Innenstadtentwicklung in Koblenz
Neue Quartiersmanagerin Astrid Fries will Altstadt lebenswerter machen
Die Koblenzerin Astrid Fries gilt unter Kollegen und Bekannten als kreativer Kopf. Sie wurde von der Universität Koblenz fürs Quartiersmanagement abgeworben. An der Uni war sie als wissenschaftliche Mitarbeiterin am soziologischen Institut tätig.
Katrin Steinert

Astrid Fries ist als Quartiersmanagerin für die Innenstadt gestartet und wirkt daran mit, das Zentrum von Koblenz zu einem attraktiven Aufenthaltsort zu entwickeln. Eine vielseitige Aufgabe, in die auch die Bürger eingebunden werden.

Astrid Fries sitzt auf einer schattigen Bank am Rande des Jesuitenplatzes, einen Cappuccino in der Hand. Sie blickt hinüber zu den Tischen der Altstadtcafés, wo sich Einheimische und Touristen unter Sonnenschirmen tummeln, sich austauschen, ihre Bestellungen genießen.

Eine idyllische Stadtszenerie – könnte man meinen. Doch die 41-Jährige fragt: „Wo sind all die Menschen, die sich keinen Cappuccino für 4,50 Euro leisten können?“ Auch diese gehörten ins Zentrum, sagt sie.
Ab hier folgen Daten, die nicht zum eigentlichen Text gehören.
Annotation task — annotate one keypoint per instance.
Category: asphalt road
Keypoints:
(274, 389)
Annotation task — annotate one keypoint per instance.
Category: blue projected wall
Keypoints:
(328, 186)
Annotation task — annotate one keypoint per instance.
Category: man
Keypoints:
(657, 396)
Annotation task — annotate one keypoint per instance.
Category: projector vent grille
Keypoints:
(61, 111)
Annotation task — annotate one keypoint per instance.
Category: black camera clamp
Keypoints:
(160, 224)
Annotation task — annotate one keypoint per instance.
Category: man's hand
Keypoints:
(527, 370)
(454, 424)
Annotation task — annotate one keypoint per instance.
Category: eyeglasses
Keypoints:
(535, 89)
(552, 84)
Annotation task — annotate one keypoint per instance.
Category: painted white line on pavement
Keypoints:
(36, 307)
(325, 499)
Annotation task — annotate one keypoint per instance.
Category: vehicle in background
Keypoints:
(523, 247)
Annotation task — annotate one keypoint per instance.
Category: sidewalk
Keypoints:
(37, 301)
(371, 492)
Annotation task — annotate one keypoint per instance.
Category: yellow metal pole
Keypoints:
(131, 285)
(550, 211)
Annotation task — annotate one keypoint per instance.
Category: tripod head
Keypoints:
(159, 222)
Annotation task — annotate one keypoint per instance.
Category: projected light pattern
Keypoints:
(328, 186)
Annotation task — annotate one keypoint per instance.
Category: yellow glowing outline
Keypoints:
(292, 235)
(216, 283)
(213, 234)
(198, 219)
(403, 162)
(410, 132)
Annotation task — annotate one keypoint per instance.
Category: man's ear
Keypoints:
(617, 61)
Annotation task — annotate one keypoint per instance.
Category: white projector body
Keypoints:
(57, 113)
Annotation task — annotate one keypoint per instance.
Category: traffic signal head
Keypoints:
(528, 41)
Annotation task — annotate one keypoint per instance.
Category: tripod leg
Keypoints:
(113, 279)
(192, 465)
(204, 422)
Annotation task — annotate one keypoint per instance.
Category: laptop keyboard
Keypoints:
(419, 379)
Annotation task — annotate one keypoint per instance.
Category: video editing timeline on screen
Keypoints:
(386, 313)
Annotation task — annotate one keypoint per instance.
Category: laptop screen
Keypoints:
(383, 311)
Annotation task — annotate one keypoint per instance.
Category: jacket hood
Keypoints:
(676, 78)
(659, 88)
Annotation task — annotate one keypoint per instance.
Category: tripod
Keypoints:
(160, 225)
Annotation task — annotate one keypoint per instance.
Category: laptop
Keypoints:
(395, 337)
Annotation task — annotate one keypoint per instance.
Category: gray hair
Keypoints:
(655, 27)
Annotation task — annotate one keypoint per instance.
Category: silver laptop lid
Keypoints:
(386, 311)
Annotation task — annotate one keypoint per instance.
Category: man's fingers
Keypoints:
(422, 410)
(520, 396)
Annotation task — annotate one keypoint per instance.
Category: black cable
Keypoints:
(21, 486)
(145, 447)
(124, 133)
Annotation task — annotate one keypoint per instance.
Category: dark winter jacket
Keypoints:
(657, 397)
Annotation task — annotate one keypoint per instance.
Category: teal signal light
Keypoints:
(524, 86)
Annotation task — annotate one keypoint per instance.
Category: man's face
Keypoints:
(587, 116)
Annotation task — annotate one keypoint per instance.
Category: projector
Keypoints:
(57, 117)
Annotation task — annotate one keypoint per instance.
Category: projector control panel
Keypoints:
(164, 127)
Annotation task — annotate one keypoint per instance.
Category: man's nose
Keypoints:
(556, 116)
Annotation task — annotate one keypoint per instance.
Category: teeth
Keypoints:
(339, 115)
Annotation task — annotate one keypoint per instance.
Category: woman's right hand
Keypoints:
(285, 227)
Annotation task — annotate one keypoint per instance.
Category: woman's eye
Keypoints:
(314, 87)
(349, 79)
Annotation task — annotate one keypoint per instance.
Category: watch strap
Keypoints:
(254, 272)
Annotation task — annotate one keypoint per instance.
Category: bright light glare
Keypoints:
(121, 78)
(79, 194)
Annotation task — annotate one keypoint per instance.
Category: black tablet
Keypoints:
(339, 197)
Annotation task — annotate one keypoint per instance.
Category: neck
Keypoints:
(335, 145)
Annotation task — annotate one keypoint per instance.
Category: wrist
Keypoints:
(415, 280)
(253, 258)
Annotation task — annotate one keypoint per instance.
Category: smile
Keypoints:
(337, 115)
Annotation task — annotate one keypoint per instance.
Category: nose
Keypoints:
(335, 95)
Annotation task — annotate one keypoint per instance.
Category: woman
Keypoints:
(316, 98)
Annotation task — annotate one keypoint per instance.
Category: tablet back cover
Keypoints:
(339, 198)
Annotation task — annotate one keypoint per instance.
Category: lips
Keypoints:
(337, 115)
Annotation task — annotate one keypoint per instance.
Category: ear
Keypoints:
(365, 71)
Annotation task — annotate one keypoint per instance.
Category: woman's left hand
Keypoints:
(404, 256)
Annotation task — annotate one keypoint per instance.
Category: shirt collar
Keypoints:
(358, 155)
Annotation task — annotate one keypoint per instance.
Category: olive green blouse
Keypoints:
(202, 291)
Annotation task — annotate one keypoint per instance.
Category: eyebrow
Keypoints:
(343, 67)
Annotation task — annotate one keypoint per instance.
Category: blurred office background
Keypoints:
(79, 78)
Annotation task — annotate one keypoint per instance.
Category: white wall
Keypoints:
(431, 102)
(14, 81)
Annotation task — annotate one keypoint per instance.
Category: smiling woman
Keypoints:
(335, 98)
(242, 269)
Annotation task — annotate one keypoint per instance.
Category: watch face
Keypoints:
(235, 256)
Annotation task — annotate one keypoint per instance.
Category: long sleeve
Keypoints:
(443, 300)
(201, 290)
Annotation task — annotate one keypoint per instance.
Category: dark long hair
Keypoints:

Den Cappuccino hat sich Astrid Fries gegenüber im neu eröffneten Sprizz-Atelier geholt, trinkt ihn aber auf einer öffentlichen Sitzbank. "Toller Laden", sagt sie zur Sprizz-Atelier. Die 41-Jährige ist gern in der Stadt unterwegs, sitzt in ihren Cafés und Bars. "Ich liebe diese Stadt und ihre Menschen."
Katrin Steinert

Die Frau mit dem auffallenden Äußeren, orange gesträhnte Haare, Minirock, tätowierte Beine, Arme und Hände, ist seit wenigen Wochen die erste Quartiersmanagerin für die Innenstadt von Koblenz. Ihre Aufgabe im Entwicklungsprojekt „Lebendige Innenstadt“ ist es zunächst, den Draht zu den verschiedenen Gruppen und Menschen in Koblenz herzustellen, um herauszufinden, wie Koblenz tickt.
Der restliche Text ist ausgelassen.